When I was younger, and just getting into the whole bodyboarding thing, I learned that those hurricanes off Baja were a good thing for our summer surf needs. We would jump to the Metro section of the LA Times, look for the satellite photo and pray for a cloudy swirl of death and destruction. I had been to the Hotel Cabo San Lucas and always marveled at the thickness of the wooden slats used to cover the windows. Something must want inside something fierce that would warrant such deterrent, I am sure I pondered, in those words.

After many summers of entertaining south swells, it appeared, if only empirically, that the Hurricane activity dried up. I could swear 10 years went by without a really active season. Luckily El Niņo came through for us, ending the reign of terror of no reign of terror. The seas began to boil, strange tropical aquatic monsters chomped at fisherman hooks far north and the conveyor belt of hurricanes began to roll. We were cooking with gas.

Despite the fact that hurricane Guillermo was a bad ass, it tracked way out to sea after giving us some surf. On the other hand, Hurricane Linda's allure was that it might possibly hit southern California while still packing a brick in its purse. And so, to fulfill one of my lifetime goals of being in a hurricane, there was no way I was going to miss this.

I packed up my rain gear, stopped by my dad's house and snagged his video camera and headed to my friend Dave Duffy's house in La Jolla. On the way down you could see the edge of the storm. Tension was building. Gas pedal was flooring. Seas were building. Once down there we were treated to a solid southern hemi swell to sweeten the pot. The reefs were going good but the real action was yet to come. Since the swell angle was so south from Linda and was missing La Jolla, we hustled north. Trestles was solid 10-15' and looking packed and angry. Naturally we proceed to the Wedge. By this time the blackball flag has been raised and we watch 8 bodysurfers ride some of the most perfect Wedge I have ever seen. It's BIG. I have never seen a bodysurfer go so fast.

On a hunch, we go to Newport Point. Ominously, we get free parking right by the sand. From a quarter of a mile away the surf is awe-inspiring. Clean, perfect and terrifying. From Cylinders to 14th street is one giant close out. Then, just to the south of the pier are 2 peaks that are insane. The media circus is swarming on the beach, while the surfing circus is frothing in the line-up. Instead of paddling out in the easy area next to the pier, I get overruled and we try to thread the needle between the two peaks. We got real close. Essentially, seconds after I thought I was going to make it out, I was doing summersaults underwater with my board, demanding it to float.

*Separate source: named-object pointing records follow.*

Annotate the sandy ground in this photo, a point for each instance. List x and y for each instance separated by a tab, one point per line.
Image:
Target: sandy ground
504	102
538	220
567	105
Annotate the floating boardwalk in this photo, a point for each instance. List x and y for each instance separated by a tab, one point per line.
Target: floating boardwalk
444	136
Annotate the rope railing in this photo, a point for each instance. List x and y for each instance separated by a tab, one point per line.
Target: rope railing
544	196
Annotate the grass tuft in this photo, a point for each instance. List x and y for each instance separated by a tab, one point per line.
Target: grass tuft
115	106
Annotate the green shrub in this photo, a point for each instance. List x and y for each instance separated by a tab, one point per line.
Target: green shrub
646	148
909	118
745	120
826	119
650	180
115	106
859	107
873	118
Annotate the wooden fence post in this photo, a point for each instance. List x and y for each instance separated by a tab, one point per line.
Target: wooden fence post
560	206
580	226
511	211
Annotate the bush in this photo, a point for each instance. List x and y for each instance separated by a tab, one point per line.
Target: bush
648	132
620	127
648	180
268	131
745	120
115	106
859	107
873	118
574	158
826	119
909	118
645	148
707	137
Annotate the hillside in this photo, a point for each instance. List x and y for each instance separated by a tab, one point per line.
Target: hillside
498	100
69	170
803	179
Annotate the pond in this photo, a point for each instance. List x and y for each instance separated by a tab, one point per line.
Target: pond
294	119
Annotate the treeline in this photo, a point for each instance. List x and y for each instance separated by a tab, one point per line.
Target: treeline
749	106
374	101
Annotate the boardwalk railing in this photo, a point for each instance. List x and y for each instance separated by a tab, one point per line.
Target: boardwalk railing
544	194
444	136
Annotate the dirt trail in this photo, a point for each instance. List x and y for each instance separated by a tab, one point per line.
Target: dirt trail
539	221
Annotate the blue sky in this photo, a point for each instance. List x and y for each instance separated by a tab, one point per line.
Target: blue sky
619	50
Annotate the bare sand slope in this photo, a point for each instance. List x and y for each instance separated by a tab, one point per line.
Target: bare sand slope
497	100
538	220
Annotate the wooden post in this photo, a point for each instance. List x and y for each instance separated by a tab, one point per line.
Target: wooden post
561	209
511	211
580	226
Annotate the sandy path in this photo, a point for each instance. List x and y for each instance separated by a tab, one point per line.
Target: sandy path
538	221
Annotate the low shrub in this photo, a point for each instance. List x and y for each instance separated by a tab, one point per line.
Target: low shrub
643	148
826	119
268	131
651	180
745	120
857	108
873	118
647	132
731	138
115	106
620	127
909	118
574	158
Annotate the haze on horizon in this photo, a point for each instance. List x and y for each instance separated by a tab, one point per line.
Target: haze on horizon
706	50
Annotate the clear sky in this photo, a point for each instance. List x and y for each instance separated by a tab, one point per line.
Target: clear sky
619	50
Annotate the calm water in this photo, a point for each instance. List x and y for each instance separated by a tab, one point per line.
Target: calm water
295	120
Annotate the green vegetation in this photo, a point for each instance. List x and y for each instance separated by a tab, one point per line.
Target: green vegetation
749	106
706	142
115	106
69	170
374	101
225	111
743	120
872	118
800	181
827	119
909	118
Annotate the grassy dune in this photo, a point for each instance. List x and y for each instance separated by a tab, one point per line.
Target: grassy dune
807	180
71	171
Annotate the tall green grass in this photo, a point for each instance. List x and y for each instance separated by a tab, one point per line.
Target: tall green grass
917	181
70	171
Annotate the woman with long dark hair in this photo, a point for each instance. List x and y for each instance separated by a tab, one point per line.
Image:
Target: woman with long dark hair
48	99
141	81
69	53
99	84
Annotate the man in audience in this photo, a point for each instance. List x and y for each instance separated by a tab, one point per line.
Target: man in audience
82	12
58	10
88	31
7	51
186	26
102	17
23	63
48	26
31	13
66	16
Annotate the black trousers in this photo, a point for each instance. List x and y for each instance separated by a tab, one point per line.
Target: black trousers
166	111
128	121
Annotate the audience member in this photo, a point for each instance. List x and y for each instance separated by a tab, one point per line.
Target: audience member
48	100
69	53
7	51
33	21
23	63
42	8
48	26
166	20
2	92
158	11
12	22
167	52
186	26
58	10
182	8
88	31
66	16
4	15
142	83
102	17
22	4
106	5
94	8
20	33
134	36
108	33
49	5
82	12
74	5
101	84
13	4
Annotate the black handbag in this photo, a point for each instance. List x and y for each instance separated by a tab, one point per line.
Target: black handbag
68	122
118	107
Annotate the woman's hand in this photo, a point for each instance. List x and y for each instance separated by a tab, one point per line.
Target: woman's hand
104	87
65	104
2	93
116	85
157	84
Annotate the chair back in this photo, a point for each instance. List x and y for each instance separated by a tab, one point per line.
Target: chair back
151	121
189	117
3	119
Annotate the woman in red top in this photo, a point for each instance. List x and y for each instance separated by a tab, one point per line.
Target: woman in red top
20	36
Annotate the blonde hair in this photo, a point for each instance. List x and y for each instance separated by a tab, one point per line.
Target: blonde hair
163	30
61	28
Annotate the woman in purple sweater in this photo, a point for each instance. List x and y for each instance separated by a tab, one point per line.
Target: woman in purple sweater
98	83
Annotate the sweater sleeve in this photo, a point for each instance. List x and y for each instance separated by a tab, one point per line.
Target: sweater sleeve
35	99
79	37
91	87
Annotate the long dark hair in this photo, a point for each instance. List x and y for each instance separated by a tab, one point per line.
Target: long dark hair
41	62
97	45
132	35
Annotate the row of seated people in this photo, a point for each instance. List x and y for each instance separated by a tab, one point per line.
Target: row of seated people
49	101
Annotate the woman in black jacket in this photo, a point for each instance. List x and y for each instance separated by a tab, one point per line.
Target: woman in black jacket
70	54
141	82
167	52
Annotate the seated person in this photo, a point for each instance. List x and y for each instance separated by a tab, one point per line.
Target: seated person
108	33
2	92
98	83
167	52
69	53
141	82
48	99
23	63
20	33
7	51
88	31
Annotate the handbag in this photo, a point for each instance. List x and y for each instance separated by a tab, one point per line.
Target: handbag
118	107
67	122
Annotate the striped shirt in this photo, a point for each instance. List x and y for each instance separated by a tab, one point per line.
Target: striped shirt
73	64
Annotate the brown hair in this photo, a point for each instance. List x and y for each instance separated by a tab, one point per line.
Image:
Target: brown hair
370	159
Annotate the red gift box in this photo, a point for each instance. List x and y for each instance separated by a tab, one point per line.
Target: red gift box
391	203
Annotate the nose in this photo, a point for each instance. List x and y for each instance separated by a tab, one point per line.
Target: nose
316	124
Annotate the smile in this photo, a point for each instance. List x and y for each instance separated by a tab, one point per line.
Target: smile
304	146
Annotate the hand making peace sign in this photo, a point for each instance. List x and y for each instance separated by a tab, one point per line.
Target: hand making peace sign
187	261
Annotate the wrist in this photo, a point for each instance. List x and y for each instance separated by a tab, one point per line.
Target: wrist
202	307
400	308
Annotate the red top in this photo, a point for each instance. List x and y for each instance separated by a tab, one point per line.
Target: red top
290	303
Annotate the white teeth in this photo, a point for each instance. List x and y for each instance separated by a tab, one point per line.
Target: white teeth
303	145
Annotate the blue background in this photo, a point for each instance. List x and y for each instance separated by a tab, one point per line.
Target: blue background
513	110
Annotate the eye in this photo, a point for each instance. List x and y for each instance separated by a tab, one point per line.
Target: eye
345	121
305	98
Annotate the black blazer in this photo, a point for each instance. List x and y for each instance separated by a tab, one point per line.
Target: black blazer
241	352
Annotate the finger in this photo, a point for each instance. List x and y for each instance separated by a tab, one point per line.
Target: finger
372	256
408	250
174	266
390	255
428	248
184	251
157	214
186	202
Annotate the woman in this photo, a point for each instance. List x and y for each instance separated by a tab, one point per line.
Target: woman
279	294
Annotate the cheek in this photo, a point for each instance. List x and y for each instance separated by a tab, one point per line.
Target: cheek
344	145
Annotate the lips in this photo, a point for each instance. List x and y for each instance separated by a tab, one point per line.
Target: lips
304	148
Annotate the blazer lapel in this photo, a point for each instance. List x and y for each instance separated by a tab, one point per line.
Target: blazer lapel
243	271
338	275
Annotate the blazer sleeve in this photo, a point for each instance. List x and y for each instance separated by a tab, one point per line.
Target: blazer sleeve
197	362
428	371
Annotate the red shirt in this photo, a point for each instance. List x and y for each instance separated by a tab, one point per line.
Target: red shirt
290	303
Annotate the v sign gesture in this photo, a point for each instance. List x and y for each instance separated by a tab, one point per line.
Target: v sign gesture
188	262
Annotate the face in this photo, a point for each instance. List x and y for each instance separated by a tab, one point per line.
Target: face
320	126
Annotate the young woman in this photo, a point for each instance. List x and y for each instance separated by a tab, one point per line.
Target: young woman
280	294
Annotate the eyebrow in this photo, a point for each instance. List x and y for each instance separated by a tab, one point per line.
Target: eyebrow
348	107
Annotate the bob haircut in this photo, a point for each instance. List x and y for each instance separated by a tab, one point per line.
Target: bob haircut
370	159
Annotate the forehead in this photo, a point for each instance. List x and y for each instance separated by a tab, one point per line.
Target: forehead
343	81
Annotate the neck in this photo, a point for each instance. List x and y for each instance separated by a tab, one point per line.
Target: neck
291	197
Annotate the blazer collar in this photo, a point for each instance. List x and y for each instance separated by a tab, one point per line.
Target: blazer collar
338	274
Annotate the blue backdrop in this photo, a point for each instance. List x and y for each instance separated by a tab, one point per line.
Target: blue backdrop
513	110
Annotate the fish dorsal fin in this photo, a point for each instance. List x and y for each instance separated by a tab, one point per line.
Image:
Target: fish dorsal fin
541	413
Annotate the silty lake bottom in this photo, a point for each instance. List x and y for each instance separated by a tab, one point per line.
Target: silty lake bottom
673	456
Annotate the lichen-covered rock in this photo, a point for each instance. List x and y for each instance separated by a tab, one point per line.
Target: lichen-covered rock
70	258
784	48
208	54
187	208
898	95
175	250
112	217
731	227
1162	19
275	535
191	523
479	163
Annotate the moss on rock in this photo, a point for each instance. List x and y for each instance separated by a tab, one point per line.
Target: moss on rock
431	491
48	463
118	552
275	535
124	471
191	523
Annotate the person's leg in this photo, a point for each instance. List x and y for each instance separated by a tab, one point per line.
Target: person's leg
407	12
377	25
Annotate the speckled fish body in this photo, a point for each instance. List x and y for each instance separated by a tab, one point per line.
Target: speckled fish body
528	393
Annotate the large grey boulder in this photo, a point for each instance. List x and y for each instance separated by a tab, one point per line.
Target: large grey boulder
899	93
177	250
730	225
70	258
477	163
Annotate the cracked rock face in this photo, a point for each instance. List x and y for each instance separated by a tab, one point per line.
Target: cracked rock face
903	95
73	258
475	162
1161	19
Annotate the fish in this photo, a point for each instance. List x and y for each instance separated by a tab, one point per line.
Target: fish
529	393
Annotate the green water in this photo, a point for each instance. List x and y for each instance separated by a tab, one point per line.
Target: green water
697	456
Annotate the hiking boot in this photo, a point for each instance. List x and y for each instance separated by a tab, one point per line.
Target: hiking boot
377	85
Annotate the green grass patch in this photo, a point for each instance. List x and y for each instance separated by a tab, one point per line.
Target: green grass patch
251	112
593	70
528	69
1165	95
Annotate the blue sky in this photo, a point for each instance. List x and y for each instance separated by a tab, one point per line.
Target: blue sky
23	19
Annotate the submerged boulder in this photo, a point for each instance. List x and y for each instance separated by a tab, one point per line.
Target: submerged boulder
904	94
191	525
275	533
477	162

Dave's leash broke. I sat on the beach for a moment so the shakes could wear off and watched the stream of broken boards wash in.

20 minutes later, we paddle out by the pier like I originally proposed, and almost make it with dry hair. This fact does not go unannounced. We fight the drift and get into position, paranoid, shaking, 15 meters outside of everyone else. I watch sets well up miles out to sea, moving left to right to punish 56th street jetties. The best part is that you could see where the surf is coming from on the horizon- a spinning gray surf factory working on over time. Since we are so far out, we get first dibs on all the sets. I go on the first one, an intro-level 12 footer. Everyone is in my way but I make it and remember why I am out here. Unfortunately, I am having equipment failure. The sun cooked my wax into a new, slippery polish, and my board is 2.5 lbs and excels in surf under 6 feet. I get another left, hit a bump mid face and my right hand slips off my board right when I need to do a bottom turn. I survive and am empowered. Another comes and it is this beautiful A-frame peak. It is so good, a guy inside yells at me to go. Pardon? I go right and end up in the impact zone but avoid punishment. Up to now, my strategy has been to sit outside of everyone to the side of the peak and then waltz over at my leisure and pick one off. Very organized.

A glance out beyond me, quickly crumbled my empire as the set of the day (?) rumbled in. Instead of a nice peak it is a massive wall with a shoulder out of reach. I am the furthest guy out and I am caught inside. Normally I would pause for irony but I had no time. I paddle up the face and grin as the lip pitches over me, knowing that a bunch of surfers are eating fiberglass on the inside. The glory is short lived because there are 2 more behind it. I am paddling diagonally trying to get out of the way. By the third, I am sick of running. I paddle up the face diagonally, turn and drop. I am in a bad position but I have to go. I air drop about 8 feet, skip down the rest and lose faith in the career bottom turn I would have to make with my creased and crappy board. I look back as the huge lip smashes right behind me. I go for a while and get completely erased. I finally pop up in 3 feet of water, cramps in both calves, laughing my ass off after a fine session at what they are calling the "best Newport EVER".